Antik kent ve Pamukkale sınırlarını belirleyen koruma amaçlı ilk kararın Gayrimenkul Eski Eserler ve Anıtlar Yüksek Kurulu tarafından 13.12.1980 tarihinde alındığına vurgu yapılırken, 1990 yılında bakanlar kurulu kararı ile Özel Çevre Koruma Bölgesi ilan edildiği kaydedildi.
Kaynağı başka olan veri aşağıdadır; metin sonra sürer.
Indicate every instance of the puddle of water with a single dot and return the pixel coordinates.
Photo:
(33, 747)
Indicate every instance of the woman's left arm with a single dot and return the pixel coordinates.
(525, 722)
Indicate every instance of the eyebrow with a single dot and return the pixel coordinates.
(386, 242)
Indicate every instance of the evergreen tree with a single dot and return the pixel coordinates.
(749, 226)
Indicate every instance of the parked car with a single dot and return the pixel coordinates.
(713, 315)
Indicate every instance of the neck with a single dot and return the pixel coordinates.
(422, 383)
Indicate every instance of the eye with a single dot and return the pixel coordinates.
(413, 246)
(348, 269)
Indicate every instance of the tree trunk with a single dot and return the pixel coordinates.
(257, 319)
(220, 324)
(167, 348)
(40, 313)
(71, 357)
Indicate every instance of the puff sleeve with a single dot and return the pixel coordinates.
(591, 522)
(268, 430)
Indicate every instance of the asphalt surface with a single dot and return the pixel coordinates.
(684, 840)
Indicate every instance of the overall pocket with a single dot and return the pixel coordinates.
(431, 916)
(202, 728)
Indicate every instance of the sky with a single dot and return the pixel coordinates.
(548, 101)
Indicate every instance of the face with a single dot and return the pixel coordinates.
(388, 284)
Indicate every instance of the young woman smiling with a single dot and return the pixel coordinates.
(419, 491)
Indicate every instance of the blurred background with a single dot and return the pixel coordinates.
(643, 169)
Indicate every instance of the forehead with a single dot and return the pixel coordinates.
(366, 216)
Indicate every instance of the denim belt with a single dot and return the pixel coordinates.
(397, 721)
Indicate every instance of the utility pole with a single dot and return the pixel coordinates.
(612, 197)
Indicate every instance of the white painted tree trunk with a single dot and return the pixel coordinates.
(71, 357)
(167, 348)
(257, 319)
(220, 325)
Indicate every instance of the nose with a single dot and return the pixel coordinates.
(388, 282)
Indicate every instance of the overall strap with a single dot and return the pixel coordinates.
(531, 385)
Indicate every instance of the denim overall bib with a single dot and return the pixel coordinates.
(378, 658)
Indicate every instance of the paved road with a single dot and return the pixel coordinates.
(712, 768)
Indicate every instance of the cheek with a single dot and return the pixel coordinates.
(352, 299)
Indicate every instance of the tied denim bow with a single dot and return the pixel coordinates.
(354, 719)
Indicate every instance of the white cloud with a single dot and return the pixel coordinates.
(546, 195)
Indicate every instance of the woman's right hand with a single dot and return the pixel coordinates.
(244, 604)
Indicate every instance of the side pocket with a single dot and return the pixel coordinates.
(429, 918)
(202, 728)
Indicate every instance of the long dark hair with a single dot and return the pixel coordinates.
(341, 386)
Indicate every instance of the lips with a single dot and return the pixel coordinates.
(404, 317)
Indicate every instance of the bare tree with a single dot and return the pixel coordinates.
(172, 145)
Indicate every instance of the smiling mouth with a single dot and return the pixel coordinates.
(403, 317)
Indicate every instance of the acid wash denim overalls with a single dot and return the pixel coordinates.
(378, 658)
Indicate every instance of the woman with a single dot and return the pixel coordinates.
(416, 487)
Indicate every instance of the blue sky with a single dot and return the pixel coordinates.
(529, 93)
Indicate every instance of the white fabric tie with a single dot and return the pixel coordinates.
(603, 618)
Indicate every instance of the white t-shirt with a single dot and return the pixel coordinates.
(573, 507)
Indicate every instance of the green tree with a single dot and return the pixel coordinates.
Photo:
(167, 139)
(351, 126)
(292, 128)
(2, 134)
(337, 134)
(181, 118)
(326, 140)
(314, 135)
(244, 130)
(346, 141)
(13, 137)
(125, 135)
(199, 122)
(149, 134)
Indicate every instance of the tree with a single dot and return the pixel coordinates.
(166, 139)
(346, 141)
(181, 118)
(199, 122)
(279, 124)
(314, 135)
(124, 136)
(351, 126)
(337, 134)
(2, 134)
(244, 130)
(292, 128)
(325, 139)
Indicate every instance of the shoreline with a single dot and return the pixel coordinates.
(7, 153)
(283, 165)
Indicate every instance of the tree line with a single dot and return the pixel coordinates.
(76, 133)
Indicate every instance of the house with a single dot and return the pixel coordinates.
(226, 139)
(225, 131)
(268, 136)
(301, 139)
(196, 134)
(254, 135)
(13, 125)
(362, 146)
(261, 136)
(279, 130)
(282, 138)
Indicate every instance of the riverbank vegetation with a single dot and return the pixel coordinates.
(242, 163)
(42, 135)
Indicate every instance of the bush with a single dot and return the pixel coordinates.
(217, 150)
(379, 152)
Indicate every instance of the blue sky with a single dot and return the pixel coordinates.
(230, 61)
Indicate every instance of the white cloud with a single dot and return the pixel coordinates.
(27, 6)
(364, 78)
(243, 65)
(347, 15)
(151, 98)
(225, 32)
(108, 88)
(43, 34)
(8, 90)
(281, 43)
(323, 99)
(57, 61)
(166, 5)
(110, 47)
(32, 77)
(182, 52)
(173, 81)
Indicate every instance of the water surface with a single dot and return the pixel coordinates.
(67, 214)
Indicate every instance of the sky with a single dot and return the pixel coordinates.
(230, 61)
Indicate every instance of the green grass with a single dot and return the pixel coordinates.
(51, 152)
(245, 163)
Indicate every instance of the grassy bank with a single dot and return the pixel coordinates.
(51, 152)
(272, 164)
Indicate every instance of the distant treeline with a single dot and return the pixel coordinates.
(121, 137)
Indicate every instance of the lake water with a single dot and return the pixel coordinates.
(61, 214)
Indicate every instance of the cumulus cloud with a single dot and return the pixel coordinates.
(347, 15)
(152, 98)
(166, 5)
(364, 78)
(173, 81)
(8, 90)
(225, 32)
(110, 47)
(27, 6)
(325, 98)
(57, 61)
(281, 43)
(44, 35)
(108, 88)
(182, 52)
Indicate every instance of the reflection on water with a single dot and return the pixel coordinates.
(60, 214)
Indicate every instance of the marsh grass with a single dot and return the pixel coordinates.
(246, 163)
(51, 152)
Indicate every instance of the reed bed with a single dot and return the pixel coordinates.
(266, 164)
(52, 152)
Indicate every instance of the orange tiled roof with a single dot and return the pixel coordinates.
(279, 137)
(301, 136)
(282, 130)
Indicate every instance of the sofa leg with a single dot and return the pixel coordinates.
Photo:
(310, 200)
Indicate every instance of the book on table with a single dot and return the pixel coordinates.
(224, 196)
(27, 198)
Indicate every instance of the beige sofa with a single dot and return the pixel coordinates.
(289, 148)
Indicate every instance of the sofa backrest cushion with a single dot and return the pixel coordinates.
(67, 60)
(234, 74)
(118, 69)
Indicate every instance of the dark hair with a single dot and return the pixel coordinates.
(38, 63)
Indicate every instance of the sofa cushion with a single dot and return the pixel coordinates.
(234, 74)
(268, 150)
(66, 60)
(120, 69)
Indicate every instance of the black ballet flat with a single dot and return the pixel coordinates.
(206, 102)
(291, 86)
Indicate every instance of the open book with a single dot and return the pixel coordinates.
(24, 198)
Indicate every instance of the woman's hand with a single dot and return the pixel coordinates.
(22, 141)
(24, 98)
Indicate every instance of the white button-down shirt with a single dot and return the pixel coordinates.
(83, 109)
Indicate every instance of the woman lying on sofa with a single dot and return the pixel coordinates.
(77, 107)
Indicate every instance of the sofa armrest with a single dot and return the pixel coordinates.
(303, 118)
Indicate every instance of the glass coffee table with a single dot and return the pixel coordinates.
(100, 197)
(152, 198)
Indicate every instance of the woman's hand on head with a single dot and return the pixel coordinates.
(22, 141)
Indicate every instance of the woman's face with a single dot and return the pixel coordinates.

“BİLİRKİŞİ RAPORUNUN BİLİMSEL YANI YOK”
SİT alanı içinde yer alan iki parselin 1. Derece Sit Alanından çıkarılmasına yönelik bilirkişi raporunun bilimsel bir yanı olmadığının belirtildiği açıklamada, antik kent ve traverten çevresindeki yapılaşmanın 1957 yılında Denizli İl Özel İdaresinin oluruyla inşa edilen derme çatma kulübeyle başladığı hatırlatıldı. Açıklamada, şu ifadelere yer verildi:
“Eski Eserler ve Anıtlar Kurulunun bilgisi dahilinde olan yapılaşma, sonraları suistimal edilerek daha başka kulübelerin yapılmasıyla sonuçlanmış, sit alanı içinde ki ilk yapılaşma hikayesi böyle başlamıştır. Daha sonra pek çok tartışmanın odağına yerleşecek olan özel ve tüzel kişilikli ruhsata sahip işletmelere ait otellerin hikayesi de 1960 yılından itibaren başlamaktadır. Bu yıllarda inşa edilen altı yapıdan üç tanesi tüzel kişilikli, diğer üçü özel nitelikli ruhsatlandırmaya sahiptir. Tüzel yapıların birisi Denizli Belediyesi tesisleri, birisi Denizli İl Özel İdaresine ait antik havuz çevresindeki otel, diğeri de jandarmaya ait yapıdır. Özel işletmeler ise Mistur, Koru ve Tusan otelleridir.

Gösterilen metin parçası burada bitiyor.